Why tourists don’t like Canada

Our travel deficit keeps growing

(Photo: Robert Francis/Flickr)

(Photo: Robert Francis/Flickr)

Canadian Tourism Commission CEO Michele McKenzie announced last month she would be stepping down after a difficult decade at the helm of the national tourism marketing body. Statistics tell the tale: from 2000 to 2010, Canada’s share of global international arrivals decreased from 2.9% to 1.7%. Our share of revenues fell from 2.3% to 1.7%.

A sharp decline in U.S. visitors and flat traveller numbers from overseas have left tourism operators ever more dependent on the domestic market. Canadians themselves accounted for 80% of spending in 2012, up from 68% a decade earlier, a recent Scotiabank report found. The report blamed the Canadian dollar’s appreciation, which eroded price competitiveness, “as well as the rapid growth in emerging markets as a tourist destination.”

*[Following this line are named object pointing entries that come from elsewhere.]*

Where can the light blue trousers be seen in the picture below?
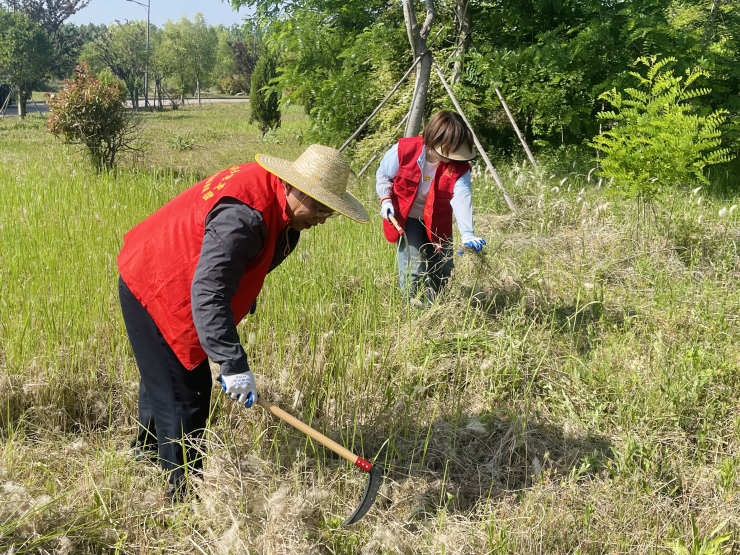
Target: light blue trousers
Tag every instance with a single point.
(422, 270)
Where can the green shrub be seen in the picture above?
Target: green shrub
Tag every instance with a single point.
(234, 84)
(86, 112)
(659, 138)
(263, 97)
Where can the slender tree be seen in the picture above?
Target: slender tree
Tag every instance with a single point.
(25, 54)
(263, 100)
(122, 49)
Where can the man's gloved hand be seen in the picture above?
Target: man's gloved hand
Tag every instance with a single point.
(386, 208)
(240, 387)
(473, 242)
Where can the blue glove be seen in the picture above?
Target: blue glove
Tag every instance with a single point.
(240, 387)
(386, 208)
(473, 242)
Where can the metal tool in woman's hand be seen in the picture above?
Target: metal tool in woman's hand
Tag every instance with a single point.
(375, 474)
(395, 224)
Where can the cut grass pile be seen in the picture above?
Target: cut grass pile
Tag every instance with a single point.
(576, 391)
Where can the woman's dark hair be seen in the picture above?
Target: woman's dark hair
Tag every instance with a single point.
(446, 132)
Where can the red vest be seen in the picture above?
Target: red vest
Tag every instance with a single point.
(160, 254)
(437, 209)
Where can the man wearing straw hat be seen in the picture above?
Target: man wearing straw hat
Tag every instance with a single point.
(192, 270)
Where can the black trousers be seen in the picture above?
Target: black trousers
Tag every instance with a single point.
(174, 403)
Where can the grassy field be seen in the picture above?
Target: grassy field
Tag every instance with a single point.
(576, 391)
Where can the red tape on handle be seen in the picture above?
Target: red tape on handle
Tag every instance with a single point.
(363, 464)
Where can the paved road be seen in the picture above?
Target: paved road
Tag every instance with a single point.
(41, 107)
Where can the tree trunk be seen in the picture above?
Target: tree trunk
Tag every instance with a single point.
(464, 21)
(708, 28)
(21, 103)
(418, 41)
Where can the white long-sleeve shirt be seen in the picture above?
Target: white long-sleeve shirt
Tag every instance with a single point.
(462, 194)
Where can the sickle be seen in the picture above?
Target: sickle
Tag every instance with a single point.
(375, 474)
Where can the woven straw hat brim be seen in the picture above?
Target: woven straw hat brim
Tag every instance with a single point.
(462, 154)
(345, 204)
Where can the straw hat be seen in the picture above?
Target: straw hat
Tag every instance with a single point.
(322, 173)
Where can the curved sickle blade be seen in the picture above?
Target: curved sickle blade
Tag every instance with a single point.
(375, 478)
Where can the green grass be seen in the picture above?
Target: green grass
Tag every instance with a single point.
(576, 390)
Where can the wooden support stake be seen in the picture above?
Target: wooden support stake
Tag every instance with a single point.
(496, 178)
(516, 127)
(387, 97)
(363, 170)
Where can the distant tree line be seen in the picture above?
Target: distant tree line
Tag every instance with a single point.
(185, 56)
(552, 60)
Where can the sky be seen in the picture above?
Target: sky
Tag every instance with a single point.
(105, 11)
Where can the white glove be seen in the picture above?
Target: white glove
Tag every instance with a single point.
(240, 387)
(473, 242)
(386, 208)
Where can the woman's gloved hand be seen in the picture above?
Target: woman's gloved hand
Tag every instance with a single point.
(473, 242)
(240, 387)
(386, 208)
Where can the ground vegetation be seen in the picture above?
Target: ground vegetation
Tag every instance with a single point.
(576, 390)
(89, 113)
(25, 55)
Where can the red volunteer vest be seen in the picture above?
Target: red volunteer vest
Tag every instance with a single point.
(159, 255)
(437, 209)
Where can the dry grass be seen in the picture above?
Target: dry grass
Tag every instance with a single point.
(575, 392)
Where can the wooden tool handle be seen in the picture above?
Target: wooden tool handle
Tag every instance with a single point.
(309, 431)
(395, 224)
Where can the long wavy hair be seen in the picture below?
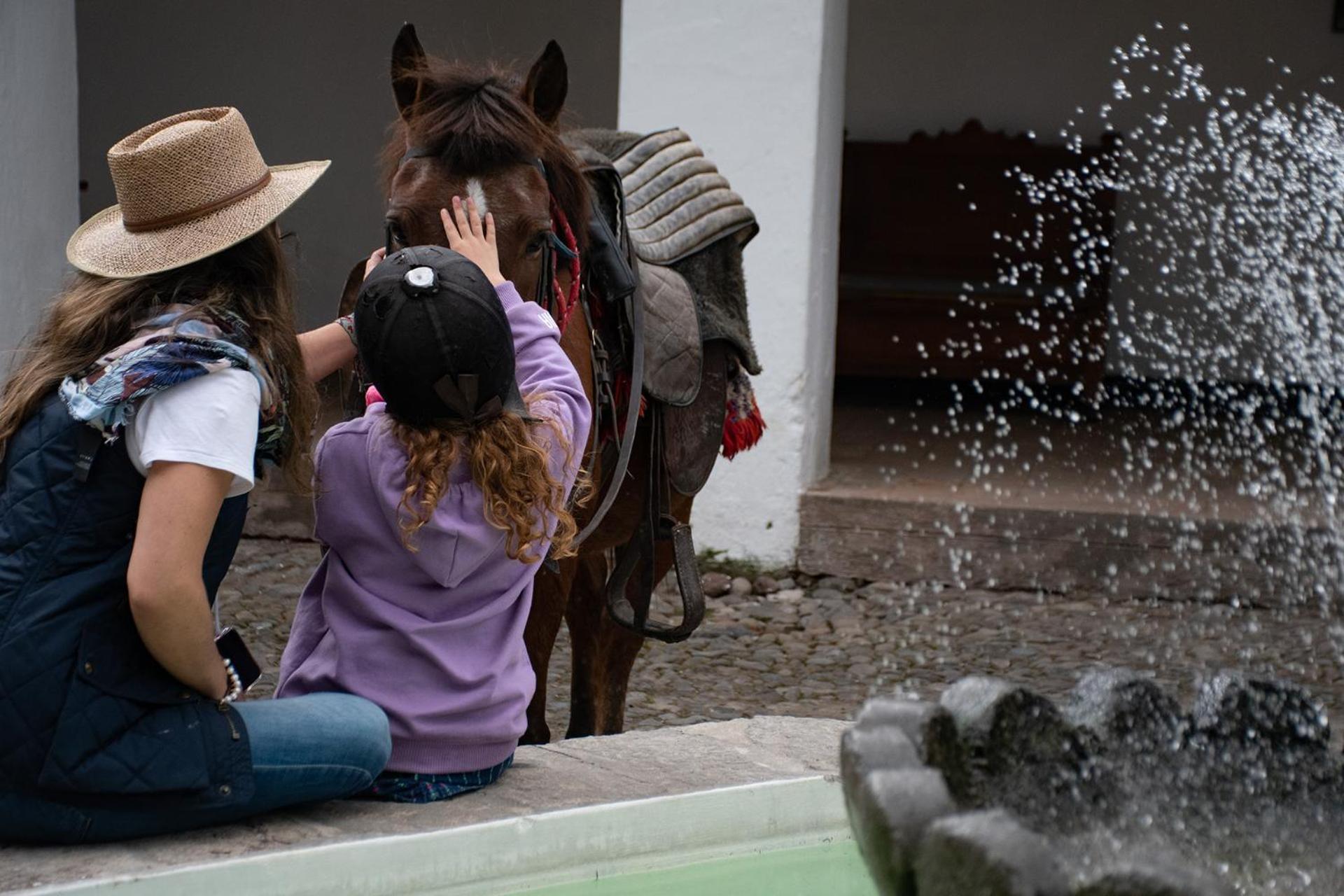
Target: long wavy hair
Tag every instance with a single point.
(94, 315)
(508, 463)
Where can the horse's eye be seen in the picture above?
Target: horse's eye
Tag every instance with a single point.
(534, 246)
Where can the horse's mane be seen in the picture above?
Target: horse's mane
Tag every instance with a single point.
(475, 120)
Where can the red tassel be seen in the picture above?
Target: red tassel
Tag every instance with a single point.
(743, 433)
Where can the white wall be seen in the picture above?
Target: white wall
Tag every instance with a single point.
(916, 65)
(39, 159)
(760, 85)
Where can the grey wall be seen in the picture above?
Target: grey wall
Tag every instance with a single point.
(1028, 64)
(311, 78)
(39, 203)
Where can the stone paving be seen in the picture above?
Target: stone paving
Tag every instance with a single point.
(820, 647)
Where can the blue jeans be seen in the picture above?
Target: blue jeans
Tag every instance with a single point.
(320, 746)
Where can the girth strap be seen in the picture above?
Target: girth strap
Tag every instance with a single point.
(640, 552)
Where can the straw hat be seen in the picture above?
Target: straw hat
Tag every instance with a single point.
(187, 187)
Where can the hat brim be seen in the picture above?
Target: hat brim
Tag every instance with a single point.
(105, 248)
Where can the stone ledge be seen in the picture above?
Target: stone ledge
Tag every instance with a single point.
(564, 776)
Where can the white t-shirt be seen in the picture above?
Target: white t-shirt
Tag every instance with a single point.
(210, 421)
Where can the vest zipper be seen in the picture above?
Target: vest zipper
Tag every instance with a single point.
(223, 708)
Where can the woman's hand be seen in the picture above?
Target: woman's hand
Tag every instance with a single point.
(472, 238)
(330, 348)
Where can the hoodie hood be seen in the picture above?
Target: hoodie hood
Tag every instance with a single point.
(457, 539)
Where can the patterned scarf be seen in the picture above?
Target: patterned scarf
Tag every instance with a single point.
(167, 349)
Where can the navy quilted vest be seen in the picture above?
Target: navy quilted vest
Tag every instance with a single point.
(85, 711)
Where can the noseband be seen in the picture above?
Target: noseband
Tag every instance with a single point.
(562, 244)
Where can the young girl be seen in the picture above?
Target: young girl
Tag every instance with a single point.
(437, 508)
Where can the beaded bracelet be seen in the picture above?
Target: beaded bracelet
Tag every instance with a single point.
(347, 323)
(235, 682)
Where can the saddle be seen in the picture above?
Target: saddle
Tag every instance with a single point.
(659, 204)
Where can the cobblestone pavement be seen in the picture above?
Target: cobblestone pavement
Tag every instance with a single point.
(820, 648)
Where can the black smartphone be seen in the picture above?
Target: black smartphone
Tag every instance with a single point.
(230, 645)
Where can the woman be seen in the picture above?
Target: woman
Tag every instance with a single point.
(131, 431)
(452, 491)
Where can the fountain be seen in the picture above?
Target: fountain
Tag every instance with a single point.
(1112, 792)
(1231, 258)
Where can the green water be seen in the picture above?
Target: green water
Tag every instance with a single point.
(834, 869)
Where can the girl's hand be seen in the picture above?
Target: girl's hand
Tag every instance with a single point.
(470, 238)
(374, 261)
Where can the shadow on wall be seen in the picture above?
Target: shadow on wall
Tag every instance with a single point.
(311, 78)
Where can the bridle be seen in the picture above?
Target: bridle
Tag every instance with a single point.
(659, 523)
(561, 245)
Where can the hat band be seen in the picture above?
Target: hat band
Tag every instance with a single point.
(201, 211)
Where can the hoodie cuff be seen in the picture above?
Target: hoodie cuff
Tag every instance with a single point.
(508, 296)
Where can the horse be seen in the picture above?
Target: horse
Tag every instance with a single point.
(488, 134)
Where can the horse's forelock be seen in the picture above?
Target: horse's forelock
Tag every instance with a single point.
(476, 120)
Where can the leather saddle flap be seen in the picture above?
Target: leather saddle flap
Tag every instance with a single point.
(673, 355)
(676, 202)
(692, 434)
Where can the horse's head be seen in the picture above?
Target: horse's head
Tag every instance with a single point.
(487, 134)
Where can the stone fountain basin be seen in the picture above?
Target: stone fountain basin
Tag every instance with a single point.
(1117, 790)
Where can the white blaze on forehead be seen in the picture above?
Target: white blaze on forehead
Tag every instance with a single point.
(476, 192)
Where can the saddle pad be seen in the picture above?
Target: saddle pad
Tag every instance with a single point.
(676, 202)
(672, 348)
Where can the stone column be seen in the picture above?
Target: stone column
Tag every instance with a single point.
(39, 159)
(760, 85)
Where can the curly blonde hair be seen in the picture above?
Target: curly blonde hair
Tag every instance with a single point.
(508, 465)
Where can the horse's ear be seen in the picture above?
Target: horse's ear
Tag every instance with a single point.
(409, 62)
(547, 83)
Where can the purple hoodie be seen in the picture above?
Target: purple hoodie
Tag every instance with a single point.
(435, 637)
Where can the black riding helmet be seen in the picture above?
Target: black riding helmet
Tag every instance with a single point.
(433, 337)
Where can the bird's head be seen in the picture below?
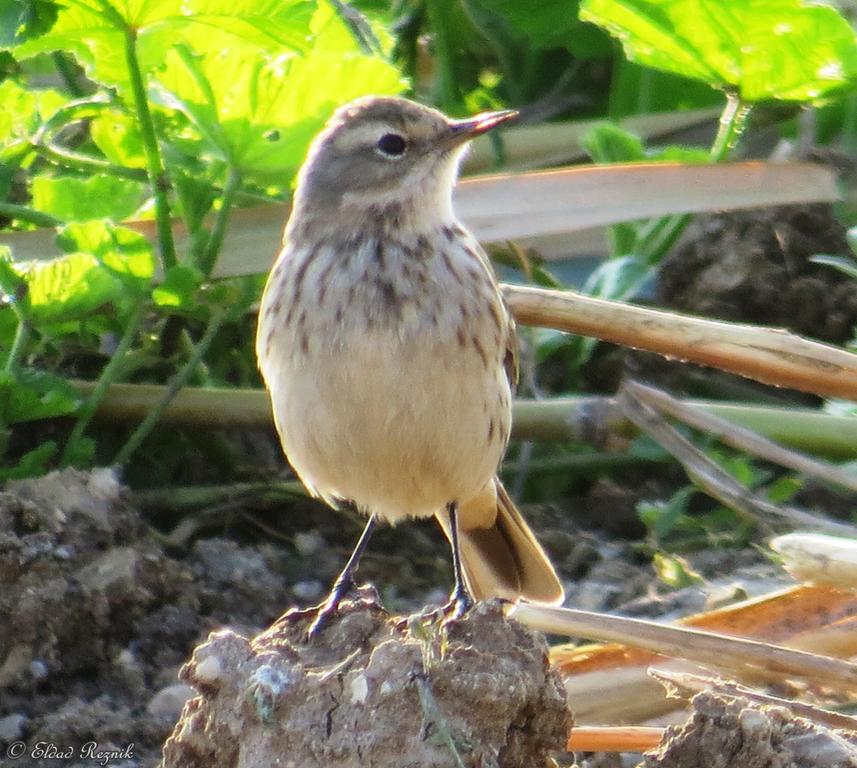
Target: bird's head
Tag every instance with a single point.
(383, 152)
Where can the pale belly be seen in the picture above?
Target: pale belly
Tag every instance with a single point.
(401, 429)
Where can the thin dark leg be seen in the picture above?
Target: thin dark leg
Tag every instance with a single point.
(460, 599)
(344, 581)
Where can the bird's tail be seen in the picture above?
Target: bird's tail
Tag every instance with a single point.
(500, 556)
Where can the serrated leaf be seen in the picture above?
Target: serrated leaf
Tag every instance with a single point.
(23, 19)
(32, 395)
(95, 34)
(70, 198)
(767, 49)
(23, 110)
(126, 254)
(117, 135)
(178, 288)
(258, 113)
(67, 288)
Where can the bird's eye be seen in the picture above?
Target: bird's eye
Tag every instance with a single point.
(392, 145)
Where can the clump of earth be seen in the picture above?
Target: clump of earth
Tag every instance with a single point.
(100, 610)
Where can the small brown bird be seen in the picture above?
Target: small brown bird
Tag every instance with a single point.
(388, 351)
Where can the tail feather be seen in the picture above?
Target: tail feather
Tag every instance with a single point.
(500, 555)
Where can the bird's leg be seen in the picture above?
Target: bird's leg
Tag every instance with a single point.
(460, 601)
(343, 582)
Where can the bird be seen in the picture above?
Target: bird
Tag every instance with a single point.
(388, 352)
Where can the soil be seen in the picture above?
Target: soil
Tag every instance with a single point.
(426, 691)
(99, 609)
(751, 267)
(99, 614)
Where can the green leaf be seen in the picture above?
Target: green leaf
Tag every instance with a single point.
(22, 110)
(767, 49)
(258, 113)
(67, 288)
(23, 19)
(125, 253)
(845, 265)
(179, 287)
(784, 489)
(675, 571)
(70, 198)
(31, 464)
(13, 286)
(544, 25)
(618, 279)
(638, 90)
(32, 395)
(608, 143)
(662, 517)
(117, 135)
(95, 33)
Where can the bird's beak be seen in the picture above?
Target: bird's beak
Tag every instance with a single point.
(464, 130)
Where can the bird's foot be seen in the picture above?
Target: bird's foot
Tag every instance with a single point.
(320, 614)
(460, 602)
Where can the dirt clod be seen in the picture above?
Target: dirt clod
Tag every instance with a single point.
(373, 691)
(726, 731)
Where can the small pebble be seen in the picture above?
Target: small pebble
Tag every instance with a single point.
(309, 543)
(168, 702)
(311, 589)
(209, 669)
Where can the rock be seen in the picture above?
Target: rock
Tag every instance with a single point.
(12, 727)
(726, 730)
(168, 702)
(371, 690)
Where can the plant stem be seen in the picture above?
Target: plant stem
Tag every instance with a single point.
(78, 161)
(66, 71)
(215, 239)
(157, 173)
(30, 215)
(22, 333)
(172, 389)
(110, 372)
(732, 123)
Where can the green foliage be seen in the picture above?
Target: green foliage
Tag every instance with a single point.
(768, 49)
(189, 105)
(74, 199)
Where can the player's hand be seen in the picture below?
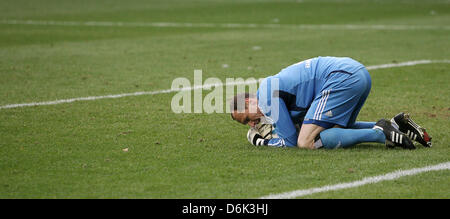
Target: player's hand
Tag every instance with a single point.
(254, 137)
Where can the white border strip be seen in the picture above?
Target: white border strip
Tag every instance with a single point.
(368, 180)
(227, 25)
(112, 96)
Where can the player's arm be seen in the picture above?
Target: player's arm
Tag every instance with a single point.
(285, 129)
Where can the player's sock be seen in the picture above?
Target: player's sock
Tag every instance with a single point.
(362, 125)
(339, 137)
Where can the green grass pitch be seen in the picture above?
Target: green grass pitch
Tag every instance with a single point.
(136, 147)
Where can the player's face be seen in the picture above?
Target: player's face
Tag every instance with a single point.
(251, 116)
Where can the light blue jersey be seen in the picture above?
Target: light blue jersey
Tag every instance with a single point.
(326, 91)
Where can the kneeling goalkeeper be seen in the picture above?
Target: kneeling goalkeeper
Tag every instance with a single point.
(323, 96)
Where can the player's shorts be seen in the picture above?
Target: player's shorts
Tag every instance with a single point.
(340, 100)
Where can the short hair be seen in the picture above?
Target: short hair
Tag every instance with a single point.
(238, 102)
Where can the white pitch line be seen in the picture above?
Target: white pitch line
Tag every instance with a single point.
(112, 96)
(227, 25)
(368, 180)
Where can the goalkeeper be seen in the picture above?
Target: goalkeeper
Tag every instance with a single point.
(321, 97)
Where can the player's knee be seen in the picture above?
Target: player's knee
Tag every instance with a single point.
(305, 143)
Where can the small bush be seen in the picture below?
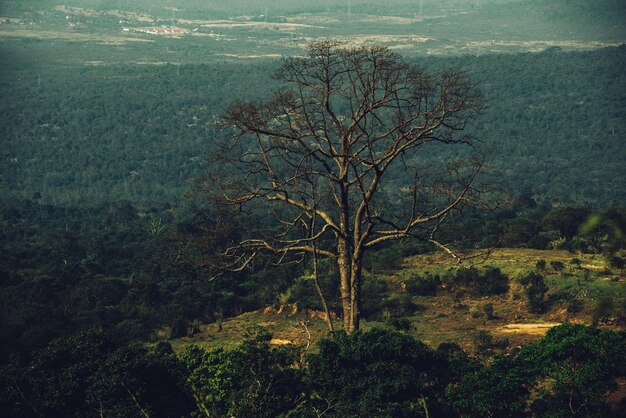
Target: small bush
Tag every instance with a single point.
(604, 308)
(491, 282)
(398, 306)
(535, 289)
(399, 324)
(557, 265)
(488, 309)
(574, 306)
(423, 286)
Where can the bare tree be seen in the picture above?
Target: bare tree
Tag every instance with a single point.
(330, 150)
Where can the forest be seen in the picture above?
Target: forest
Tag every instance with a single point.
(139, 277)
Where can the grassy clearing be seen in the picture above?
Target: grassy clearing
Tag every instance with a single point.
(450, 317)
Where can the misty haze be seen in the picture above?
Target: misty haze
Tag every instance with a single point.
(272, 208)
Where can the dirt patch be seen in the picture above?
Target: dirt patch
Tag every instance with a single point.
(533, 329)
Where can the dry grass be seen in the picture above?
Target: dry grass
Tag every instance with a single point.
(442, 318)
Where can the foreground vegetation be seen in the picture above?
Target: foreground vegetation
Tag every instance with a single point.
(572, 371)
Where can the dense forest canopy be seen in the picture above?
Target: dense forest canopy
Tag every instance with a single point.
(108, 238)
(100, 133)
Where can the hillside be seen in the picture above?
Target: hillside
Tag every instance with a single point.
(450, 314)
(92, 134)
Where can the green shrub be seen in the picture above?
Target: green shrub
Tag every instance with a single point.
(488, 309)
(490, 282)
(380, 373)
(253, 380)
(557, 265)
(398, 306)
(399, 324)
(423, 286)
(604, 308)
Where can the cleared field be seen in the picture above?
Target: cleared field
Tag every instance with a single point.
(448, 317)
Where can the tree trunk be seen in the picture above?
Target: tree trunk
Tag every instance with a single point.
(355, 294)
(344, 265)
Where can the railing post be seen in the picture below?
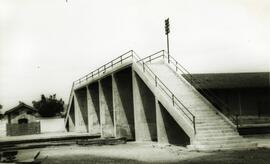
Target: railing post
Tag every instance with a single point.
(237, 121)
(194, 124)
(173, 99)
(163, 54)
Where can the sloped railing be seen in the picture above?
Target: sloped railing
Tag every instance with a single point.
(143, 63)
(195, 82)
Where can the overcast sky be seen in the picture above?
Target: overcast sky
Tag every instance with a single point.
(47, 44)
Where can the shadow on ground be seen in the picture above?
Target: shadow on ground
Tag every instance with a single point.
(258, 156)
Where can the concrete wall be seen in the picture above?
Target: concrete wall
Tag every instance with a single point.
(15, 117)
(245, 101)
(93, 108)
(3, 131)
(168, 131)
(144, 111)
(52, 125)
(106, 107)
(81, 111)
(23, 129)
(123, 104)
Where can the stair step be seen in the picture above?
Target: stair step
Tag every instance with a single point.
(235, 139)
(227, 146)
(223, 137)
(216, 130)
(223, 126)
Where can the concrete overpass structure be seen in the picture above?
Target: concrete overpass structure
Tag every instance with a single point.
(149, 99)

That has left Canada with a wide and growing tourism deficit. Though the sector accounts for only 2% of the economy, it employs almost 600,000 people. And in the eyes of critics, it is getting even less competitive. “The cost of the product we’re selling continues to rise. Our airports, for instance, are used as a cost centre rather than as an economic engine,” laments John Winter, CEO of the B.C. Chamber of Commerce.

It’s unfair to saddle the CTC with responsibility for the decline. Indeed, the Crown corporation has had some small successes that point the way to the industry’s future. Under McKenzie’s watch it launched “Canada. Keep Exploring,” a “country branding” exercise that moved away from “moose, Mounties and mountains brochures” to screaming young zip-liners wearing helmet cameras and posting their adventures on social media.

The campaign was a hit with young, affluent travellers. It won the coveted FutureBrand No. 1 country ranking in 2010 and 2011. In 2012, travel to Canada by the under-25 age group increased by almost one-quarter.

Another growth node lies in emerging markets. Though the Harper government has been maligned for paring the CTC’s budget to $58 million a year—less than that of New York City—it did negotiate Approved Destination Status with China prior to the 2010 Olympics. The effect was instantaneous; China went from the sixth- to the third-largest overseas inbound market by revenues. Canada welcomed 273,300 overnight Chinese travellers in 2012 who injected $486 million into the economy. Marketing dollars are being redirected to India and Brazil too.

Restoring Canadian tourism to its 1990s heyday is probably an impossible task. But just stopping the slide will require more such investments in targeted marketing.